Nel 2016 i risultati delle forme pensionistiche complementari sono stati infatti positivi “per tutte le tipologie di forma e di comparto”, spiega la Covip, precisando che questo del resto dipende dal buon andamento dei titoli azionari e obbligazionari. I rendimenti medi, al netto dei costi di gestione e della fiscalità, si sono attestati al 2,7% nei fondi negoziali e al 2,2% nei fondi aperti; per i PIP “nuovi” di ramo III (piani individuali pensionistici di tipo assicurativo), il rendimento medio è anche migliore, arriva al 3,6%; le gestioni separate di ramo I hanno reso il 2,1%. In ogni caso si tratta di rendimenti superiori al Tfr, che è stato rivalutato, al netto delle tasse, dell’1,5%.
La Covip fa poi un confronto tra rendimenti dei fondi pensione del Tfr su un arco di tempo più lungo, compreso tra il 2008 e il 2016: anche in questo caso vince la previdenza complementare. Infatti il rendimento netto medio annuo dei fondi pensione negoziali è stato del 3,4%, quello dei fondi aperti del 2,9%; nei PIP è stato del 3% per le gestioni di ramo I e del 2,2% per le gestioni di ramo III. La rivalutazione del Tfr è stata del 2,2%.

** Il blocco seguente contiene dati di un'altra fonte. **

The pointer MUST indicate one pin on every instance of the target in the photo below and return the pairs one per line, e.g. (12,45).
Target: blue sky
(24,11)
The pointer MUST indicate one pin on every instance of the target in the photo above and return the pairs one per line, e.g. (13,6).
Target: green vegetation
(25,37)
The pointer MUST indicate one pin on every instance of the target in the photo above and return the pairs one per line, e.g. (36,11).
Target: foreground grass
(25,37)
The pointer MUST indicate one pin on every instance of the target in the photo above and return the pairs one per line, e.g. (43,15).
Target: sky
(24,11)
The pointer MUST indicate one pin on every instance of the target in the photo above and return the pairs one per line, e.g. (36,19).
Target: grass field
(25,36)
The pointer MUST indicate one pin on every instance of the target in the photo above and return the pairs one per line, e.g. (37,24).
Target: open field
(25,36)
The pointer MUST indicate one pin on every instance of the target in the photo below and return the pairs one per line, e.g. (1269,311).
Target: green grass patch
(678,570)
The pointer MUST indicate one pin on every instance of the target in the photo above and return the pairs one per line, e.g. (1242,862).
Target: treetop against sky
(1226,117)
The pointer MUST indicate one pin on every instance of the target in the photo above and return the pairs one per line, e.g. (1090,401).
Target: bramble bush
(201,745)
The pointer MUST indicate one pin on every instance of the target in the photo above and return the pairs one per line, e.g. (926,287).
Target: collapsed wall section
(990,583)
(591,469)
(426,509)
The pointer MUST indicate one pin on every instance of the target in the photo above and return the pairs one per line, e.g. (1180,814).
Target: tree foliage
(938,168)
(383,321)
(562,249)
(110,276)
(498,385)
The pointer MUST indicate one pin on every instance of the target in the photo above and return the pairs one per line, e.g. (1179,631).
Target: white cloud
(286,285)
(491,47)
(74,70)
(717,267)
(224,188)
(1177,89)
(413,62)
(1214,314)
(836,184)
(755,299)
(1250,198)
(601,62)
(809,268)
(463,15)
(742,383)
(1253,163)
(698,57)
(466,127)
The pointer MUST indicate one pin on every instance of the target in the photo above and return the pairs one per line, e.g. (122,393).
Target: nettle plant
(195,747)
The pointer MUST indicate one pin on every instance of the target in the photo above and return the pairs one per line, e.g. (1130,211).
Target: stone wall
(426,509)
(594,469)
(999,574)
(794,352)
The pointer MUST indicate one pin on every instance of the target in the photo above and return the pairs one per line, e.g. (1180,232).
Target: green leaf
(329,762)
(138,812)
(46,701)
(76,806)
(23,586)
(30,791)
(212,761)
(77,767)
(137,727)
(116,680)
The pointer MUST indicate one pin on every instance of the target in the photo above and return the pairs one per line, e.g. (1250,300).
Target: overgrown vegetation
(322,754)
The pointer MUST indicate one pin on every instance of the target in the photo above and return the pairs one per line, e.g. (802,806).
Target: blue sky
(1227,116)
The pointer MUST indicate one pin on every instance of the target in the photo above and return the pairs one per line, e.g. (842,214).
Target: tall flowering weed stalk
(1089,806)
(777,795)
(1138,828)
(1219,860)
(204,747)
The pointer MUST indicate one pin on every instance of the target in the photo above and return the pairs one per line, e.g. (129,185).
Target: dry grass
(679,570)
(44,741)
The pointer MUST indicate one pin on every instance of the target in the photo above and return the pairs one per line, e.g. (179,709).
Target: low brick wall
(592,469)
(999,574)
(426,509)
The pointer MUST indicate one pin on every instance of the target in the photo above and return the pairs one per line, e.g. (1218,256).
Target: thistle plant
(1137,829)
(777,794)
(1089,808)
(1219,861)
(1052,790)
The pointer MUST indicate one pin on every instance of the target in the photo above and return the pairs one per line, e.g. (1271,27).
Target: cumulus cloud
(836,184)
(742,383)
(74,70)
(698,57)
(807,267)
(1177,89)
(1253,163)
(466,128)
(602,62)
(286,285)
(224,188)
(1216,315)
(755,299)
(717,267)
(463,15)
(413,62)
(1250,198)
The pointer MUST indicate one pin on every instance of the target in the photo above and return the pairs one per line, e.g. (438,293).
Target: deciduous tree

Ma dove si investe? Il 61% del patrimonio dei fondi pensione è investito in titoli di debito, per i tre quarti costituiti da titoli di Stato. Il 16,3% è costituito da titoli di capitale e il 13,5% da OICR. Gli investimenti immobiliari, in forma diretta e indiretta, rappresentano il 3,3% del patrimonio e riguardano quasi esclusivamente i fondi preesistenti.